MS: Existe uma pressão como freelancer para entregar resultados de qualidade máxima todas as vezes, caso contrário provavelmente não haverá uma próxima vez. Isto não é um aspecto negativo, penso que é mais uma razão para darmos tudo no que fazemos. Há uma frase muito citada na indústria do entretenimento que resume esta ideia: "You’re only as good as your last job".
D: Já cheguei a pressionar-me demasiado porque nunca me contentava com o trabalho que desenvolvia, e nunca me vou contentar, e no dia em que concluir um trabalho e pense: ''Está perfeito', tudo vai perder magia e piada. Há dias em que afeta a criatividade, e que chegamos a casa a achar que o nosso trabalho não é bom, mas, é, nesses momentos, que agarramos na nossa força e paixão pelo trabalho e procuramos adquirir mais conhecimentos. Para mim, são momentos fundamentais, confesso. É daí que surgem as melhores ideias e trabalhos.
LF: O nosso trabalho carece de bastante responsabilidade. No meu caso, lido com pessoas que têm bastante exposição e, com isso, aumenta a pressão. No entanto, é tudo uma questão de hábito. Claro que ainda fico nervoso quando maquilho alguém pela primeira vez. Maquilhagem é algo bastante pessoal, é sobre a outra pessoa e não sobre nós. A criatividade aparece conforme construímos a confiança entre maquilhador e cliente.

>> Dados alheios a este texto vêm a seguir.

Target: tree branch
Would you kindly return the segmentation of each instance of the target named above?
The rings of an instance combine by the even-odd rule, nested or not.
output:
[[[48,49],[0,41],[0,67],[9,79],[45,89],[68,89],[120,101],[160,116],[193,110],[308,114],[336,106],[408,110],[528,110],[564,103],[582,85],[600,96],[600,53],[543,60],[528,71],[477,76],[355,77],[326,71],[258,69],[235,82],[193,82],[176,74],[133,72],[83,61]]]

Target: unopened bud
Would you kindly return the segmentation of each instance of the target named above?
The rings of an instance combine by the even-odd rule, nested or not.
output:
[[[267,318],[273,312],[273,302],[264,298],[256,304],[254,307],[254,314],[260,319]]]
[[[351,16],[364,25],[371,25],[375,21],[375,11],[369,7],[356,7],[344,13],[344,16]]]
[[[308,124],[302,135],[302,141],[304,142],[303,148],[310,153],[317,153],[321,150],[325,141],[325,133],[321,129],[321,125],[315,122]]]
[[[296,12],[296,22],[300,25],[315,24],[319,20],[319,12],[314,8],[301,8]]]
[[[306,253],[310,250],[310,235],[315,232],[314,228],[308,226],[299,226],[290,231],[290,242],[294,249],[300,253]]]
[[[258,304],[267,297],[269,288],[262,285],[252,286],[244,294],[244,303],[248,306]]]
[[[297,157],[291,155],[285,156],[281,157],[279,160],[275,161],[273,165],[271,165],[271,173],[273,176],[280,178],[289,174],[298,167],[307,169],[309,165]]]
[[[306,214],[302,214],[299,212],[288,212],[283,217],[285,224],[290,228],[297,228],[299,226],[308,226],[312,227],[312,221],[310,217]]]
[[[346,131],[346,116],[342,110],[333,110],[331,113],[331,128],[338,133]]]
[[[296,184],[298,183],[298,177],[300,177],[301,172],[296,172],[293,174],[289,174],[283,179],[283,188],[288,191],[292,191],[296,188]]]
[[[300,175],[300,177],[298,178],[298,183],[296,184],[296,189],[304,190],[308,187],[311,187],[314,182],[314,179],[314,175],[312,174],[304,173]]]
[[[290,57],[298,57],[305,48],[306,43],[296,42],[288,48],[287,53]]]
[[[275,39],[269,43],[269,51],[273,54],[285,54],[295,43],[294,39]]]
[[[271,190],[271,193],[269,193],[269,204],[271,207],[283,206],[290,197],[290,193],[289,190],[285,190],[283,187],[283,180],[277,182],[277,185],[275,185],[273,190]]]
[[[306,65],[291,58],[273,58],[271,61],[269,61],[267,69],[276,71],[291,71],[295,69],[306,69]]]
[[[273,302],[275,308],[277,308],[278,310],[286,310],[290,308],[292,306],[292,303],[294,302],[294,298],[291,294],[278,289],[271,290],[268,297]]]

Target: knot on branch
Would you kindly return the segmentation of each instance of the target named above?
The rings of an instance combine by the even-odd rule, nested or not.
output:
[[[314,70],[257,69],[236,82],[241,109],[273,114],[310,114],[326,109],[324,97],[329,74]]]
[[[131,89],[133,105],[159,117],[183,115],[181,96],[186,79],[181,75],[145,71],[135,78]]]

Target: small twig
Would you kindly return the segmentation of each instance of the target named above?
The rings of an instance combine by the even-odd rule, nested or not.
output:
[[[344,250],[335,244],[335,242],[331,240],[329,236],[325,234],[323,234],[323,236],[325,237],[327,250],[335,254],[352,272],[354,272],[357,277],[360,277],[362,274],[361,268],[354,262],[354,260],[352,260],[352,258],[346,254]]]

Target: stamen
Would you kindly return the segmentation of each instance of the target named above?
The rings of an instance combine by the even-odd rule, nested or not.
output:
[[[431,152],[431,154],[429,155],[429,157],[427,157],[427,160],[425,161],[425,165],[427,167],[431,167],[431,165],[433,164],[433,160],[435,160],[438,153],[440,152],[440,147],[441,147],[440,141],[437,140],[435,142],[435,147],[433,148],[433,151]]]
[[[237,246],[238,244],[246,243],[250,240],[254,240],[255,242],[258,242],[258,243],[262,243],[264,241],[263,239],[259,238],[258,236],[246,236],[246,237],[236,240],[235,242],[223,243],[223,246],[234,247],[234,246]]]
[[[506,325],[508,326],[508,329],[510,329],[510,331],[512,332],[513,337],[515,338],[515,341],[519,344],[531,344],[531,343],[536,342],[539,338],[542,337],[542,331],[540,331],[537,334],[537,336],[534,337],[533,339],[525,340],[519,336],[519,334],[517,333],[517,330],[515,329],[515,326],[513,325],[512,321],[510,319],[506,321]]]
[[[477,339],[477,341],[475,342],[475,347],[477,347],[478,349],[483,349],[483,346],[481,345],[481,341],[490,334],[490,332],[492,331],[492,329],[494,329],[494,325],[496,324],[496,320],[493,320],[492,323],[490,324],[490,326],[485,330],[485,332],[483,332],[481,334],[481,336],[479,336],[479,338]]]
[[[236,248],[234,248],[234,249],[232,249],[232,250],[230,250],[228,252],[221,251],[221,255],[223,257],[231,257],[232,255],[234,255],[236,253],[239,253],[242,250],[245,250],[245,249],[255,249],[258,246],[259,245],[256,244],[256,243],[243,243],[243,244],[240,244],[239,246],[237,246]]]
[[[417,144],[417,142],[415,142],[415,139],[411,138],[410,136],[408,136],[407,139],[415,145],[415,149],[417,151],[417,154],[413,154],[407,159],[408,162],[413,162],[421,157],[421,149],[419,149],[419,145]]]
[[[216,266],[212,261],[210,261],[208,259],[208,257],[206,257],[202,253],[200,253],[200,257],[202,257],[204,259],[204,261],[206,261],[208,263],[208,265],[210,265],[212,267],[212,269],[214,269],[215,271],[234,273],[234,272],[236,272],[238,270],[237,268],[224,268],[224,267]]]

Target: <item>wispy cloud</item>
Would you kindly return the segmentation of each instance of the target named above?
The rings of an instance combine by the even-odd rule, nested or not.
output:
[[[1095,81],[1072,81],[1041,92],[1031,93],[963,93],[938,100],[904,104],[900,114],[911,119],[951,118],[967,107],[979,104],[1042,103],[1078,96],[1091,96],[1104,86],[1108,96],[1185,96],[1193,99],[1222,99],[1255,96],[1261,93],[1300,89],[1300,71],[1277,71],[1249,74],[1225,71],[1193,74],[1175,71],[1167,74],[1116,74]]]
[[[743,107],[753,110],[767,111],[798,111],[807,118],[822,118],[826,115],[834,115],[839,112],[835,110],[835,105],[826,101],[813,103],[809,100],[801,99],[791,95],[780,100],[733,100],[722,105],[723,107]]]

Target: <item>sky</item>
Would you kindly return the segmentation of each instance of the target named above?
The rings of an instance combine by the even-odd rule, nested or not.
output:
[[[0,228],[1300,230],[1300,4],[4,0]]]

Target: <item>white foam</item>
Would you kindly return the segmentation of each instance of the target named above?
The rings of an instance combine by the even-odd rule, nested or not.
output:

Qual é o maior desafio em ser maquilhador freelance?
MS: O maior desafio de ser maquilhador freelancer, na minha opinião, é a autopromoção, mas apenas porque sou péssimo a fazê-lo a nível de redes sociais. Sou eu que tenho de ir à pesca do meu próprio trabalho. É inútil sentar-me ao lado do telefone à espera que toque. Isto também implica uma renovação constante de portfólio, tem de continuar sempre fresco e interessante.
D: A gestão de tempo, financeira, emotiva. Sou apaixonado pelo que faço e pelo "caos" e pressão que é criado em cada produção.
LC: O maior desafio? Nós somos os nossos próprios patrões, gerimos a nossa agenda e contabilidade. Recibos verdes podem ser brutais: descontos, iva, segurança social... E, como disse disse anteriormente, a incerteza se teremos ou não trabalho. Outra coisa que acontece muito é ficarmos presos num look de maquilhagem que sabemos que fica sempre bem e é rápido de o fazer, pode ser difícil sair desse ciclo.